Os Xikrin gostam de ser vistos bonitos: pintados e ornamentados. Beleza (mejx) é buscada em todas as relações que estabelecem tanto entre si, quanto entre si e outros grupos indígenas, entre si e os brancos, entre si e demais seres. Essa busca por beleza é parte do conjunto de procedimentos éticos/estéticos que compõe seu modo de vida: kukradjá, termo traduzido pelos Xikrin como cultura. Saber extrair beleza do mundo e das relações que o compõe é saber operar kukràdjà, e seu conjunto de conhecimentos. Kukradjá é condição para produção de pessoas e coisas belas e é entendido como sendo as capacidades ou conhecimentos necessários para a ação correta na realização dessas produções. É comum associar krukràdjà à tradução de conhecimento, envolvendo tanto conhecimentos rituais tradicionais, quanto saber pilotar voadeiras. Mebêngôkre kukràdjà [conhecimento dos Mẽbengôkre] é a cultura que faz parte do modo de existência Xikrin e Kayapó. O conceito kukràdjà não se constitui num repertório fixo, estabelecido e transmitido através das gerações como réplica. Ao contrário, kukràdjà compreende um conjunto dinâmico de saberes e conhecimento, constantemente alterado por novos aportes, novos conhecimentos ou novas atribuições.

Parte do conjunto de saberes kukràdjà são as execuções dos rituais, realizados atualmente nas aldeias da TITB, de forma a compor uma associação com o calendário brasileiro de festas e feriados. Assim, nas datas festivas do calendário que comemoram o Dia do Índio, Natal, Ano Novo e Independência do Brasil, os Xikrin organizam seus rituais executados nas aldeias.

As imagens selecionadas são de um ritual de nominação feminino que os Xikrin nominam mereremex, ocorrido em sete de setembro de 2013 (data em que se comemora Independência do Brasil). Nesse ritual, três crianças do sexo feminino tiveram seu nome bonito [idjy mejx] confirmado.

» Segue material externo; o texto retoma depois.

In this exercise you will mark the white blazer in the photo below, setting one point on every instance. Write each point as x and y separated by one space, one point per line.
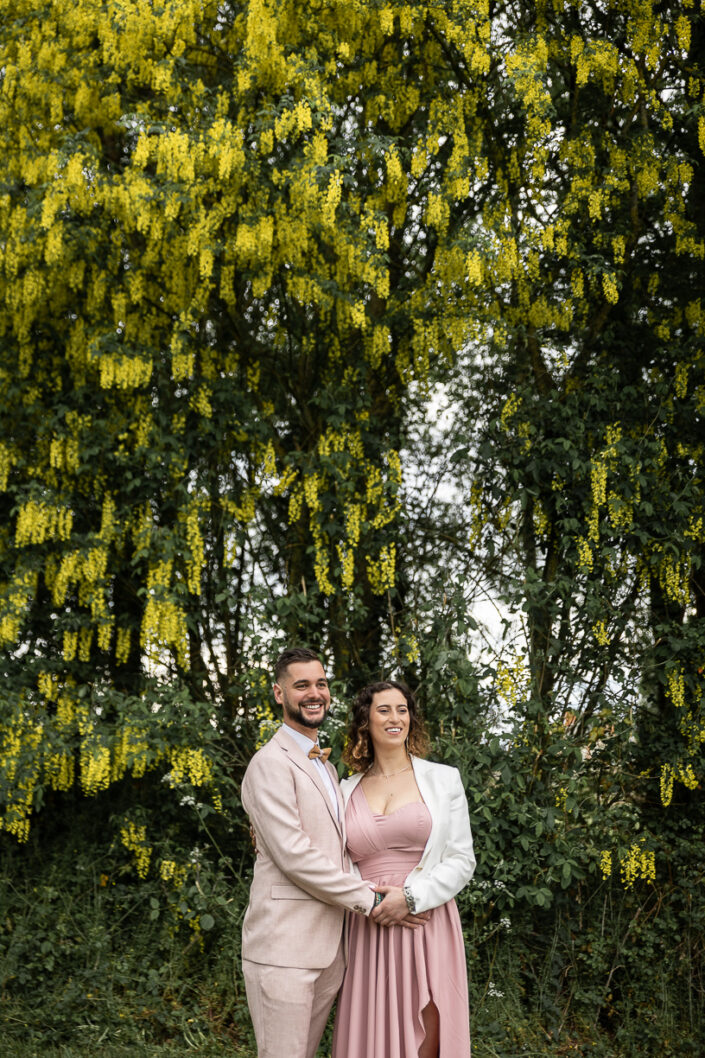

Sem a confirmação ritual adequada, o nome bonito não é reconhecido como um índice correto de distintividade. As mulheres mais velhas, conhecedoras das sequências das músicas a serem entoadas no ritual, são responsáveis por ensinarem as mais jovens e por assumirem o coro musical [mengrere].

No ritual que acompanhei, do qual apresento as imagens, um novo elemento decorativo foi incorporado como adereço: as bexigas. A incorporação das bexigas mostra os movimentos de ampliação de elementos estéticos ao conjunto de saberes kukràdjà, que tem nos rituais sua mais eficaz demonstração.

[1] A saber: os Juruna (TIs Paquiçamba e KM 17); os Arara (TIs Arara, Cachoeira Seca e Arara da Volta Grande); os Xikrin (TI Trincheira-Bacajá); os Assurini (TI Koatinemo); os Kayapó (TI Kararaô); os Parakanã (TI Apyterewa); os Araweté (TI Araweté do Ipixuna); os Xipaia (TI Xipaia); os Kuruaia (TI Kuruaia).